I will add that in my opinion, white collar jobs increasingly /are/ this emotional labor. We don't need as many people to "do stuff" any more (at least not as part of our organizations directly -- it's mostly been outsourced to workers in the far east), but there is endless demand for people to "drive things forward". This is the case for management of course, but that's been their purpose since their position was invented some time in prehistory. Increasingly, this is also an explicit ask of workers, and some jobs are nearly-explicitly nothing but this (product/project/program managers, scrum masters, etc.), even at the IC level.
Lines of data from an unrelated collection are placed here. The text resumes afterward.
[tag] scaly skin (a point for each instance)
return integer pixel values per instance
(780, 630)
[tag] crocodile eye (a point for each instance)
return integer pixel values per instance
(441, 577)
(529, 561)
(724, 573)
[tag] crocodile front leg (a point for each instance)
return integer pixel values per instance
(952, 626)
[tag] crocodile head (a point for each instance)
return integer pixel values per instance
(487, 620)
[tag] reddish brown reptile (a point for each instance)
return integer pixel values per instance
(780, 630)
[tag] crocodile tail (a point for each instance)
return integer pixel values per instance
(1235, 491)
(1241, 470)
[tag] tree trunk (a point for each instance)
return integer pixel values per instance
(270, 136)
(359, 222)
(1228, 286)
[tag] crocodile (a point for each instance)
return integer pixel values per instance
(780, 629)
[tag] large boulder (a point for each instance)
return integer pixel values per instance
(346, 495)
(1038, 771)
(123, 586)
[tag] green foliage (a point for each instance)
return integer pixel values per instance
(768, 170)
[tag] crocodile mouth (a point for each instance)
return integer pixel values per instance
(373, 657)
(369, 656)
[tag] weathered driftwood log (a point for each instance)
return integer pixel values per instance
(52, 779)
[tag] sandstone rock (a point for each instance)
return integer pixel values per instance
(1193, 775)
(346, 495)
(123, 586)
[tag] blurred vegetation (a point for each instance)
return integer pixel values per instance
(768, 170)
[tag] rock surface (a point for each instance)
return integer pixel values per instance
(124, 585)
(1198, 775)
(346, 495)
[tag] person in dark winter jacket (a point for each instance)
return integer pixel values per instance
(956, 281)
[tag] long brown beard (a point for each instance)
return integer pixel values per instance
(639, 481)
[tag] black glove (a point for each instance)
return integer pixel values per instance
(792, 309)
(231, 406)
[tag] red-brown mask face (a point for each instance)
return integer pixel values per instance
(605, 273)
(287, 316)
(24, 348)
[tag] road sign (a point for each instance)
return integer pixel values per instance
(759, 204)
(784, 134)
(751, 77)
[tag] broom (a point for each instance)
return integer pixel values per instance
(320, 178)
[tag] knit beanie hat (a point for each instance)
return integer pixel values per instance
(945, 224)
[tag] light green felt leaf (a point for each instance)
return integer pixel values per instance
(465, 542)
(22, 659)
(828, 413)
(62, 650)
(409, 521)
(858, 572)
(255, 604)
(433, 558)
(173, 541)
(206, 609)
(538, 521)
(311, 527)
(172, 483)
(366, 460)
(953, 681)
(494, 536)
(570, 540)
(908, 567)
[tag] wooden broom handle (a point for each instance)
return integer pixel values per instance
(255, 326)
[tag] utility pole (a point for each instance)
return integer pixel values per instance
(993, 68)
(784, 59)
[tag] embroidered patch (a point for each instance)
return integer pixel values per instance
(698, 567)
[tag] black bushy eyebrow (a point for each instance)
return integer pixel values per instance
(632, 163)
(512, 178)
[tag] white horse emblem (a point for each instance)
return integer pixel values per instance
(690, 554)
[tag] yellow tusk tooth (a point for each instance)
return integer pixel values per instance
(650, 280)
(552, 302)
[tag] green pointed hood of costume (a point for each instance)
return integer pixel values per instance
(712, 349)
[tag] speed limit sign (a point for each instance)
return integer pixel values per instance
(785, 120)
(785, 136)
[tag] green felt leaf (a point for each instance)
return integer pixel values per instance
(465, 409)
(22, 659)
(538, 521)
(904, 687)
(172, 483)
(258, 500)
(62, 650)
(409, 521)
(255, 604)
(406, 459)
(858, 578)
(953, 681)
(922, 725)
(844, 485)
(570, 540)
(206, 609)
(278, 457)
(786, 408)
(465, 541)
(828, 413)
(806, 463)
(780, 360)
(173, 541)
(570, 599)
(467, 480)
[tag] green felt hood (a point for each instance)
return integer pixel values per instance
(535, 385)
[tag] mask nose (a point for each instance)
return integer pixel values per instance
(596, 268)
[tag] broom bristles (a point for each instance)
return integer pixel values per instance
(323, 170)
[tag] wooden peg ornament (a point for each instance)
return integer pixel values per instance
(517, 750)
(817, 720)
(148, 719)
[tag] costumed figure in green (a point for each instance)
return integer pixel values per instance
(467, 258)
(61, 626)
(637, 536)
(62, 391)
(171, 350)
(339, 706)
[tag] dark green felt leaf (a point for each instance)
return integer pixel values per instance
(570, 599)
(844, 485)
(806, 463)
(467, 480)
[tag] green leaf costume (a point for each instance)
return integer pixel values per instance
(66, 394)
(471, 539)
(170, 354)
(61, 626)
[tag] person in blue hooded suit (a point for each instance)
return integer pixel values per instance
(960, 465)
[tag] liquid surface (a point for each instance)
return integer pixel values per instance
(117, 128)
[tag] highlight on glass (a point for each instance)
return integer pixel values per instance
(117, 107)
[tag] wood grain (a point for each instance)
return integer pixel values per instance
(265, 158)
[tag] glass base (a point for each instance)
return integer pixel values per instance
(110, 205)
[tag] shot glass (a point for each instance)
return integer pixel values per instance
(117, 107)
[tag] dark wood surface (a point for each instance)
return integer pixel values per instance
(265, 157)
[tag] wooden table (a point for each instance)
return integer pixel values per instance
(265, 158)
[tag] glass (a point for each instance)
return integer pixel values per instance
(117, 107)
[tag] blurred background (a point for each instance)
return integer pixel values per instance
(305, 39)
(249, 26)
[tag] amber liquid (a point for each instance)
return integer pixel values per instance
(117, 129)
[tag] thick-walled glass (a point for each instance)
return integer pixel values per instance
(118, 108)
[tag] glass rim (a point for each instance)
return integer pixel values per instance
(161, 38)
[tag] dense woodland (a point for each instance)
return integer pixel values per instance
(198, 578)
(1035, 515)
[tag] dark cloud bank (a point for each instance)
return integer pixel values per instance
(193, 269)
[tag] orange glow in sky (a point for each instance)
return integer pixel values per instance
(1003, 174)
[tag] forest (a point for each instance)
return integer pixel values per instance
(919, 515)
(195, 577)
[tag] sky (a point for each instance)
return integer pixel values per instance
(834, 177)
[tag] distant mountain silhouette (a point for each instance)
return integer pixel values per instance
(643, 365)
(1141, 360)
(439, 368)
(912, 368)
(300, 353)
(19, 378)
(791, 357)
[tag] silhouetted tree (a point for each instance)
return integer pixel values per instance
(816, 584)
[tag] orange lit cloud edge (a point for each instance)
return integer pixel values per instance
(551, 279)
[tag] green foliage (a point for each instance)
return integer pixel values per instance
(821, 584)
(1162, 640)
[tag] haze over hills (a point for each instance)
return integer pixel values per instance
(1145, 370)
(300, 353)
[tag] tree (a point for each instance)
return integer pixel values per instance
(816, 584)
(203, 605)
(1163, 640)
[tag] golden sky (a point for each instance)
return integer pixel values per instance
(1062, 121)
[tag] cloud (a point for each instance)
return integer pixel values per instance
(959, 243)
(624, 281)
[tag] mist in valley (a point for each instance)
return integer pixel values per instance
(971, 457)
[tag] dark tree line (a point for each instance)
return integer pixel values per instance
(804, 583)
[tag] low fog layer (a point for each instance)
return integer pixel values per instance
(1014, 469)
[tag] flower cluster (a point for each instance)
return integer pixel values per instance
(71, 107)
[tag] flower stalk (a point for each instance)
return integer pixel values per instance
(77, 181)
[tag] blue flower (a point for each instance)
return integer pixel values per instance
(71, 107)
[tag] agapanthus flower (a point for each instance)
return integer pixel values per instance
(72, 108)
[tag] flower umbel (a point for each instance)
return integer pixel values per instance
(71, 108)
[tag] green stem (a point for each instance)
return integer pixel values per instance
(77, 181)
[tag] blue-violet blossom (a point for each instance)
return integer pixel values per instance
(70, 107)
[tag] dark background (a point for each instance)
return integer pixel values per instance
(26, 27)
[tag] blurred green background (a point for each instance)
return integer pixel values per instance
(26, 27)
"Drive things forward" is shorthand for "stress about and take blame for". If you are being asked to "take ownership", you are being asked to earn your bread by conflating your own self worth with the success of some project, usually one whose success is mostly beyond your control. The paycheck is compensation for the sleepless nights and distant stare you affect with your family at the beach. This /is/ the job.
I think this dynamic will only get worse with AI tools doing more for organizations. Project managers are at least somewhat paid for their organization skills and executive function, even if they're mostly being paid for stress. If a machine can organize and coordinate, the only thing left for people to do is...have emotions, worry, absorb threats and abuse.
Another way to think about this is that the ownership class can probably find machine substitutes for most white collar labor, but these machines can't be motivated and managed in the ways that B schools have been teaching for 100 years. Yes, Claude can try to fix a bug, but you can't threaten it to squeeze more out of it. Alice has three kids and a mortgage. It's trivial to threaten Alice -- you don't even have to do it explicitly. If her productivity is enhanced with AI, and her bargaining position softened, this becomes even more attractive because the owners can pay her less to do more.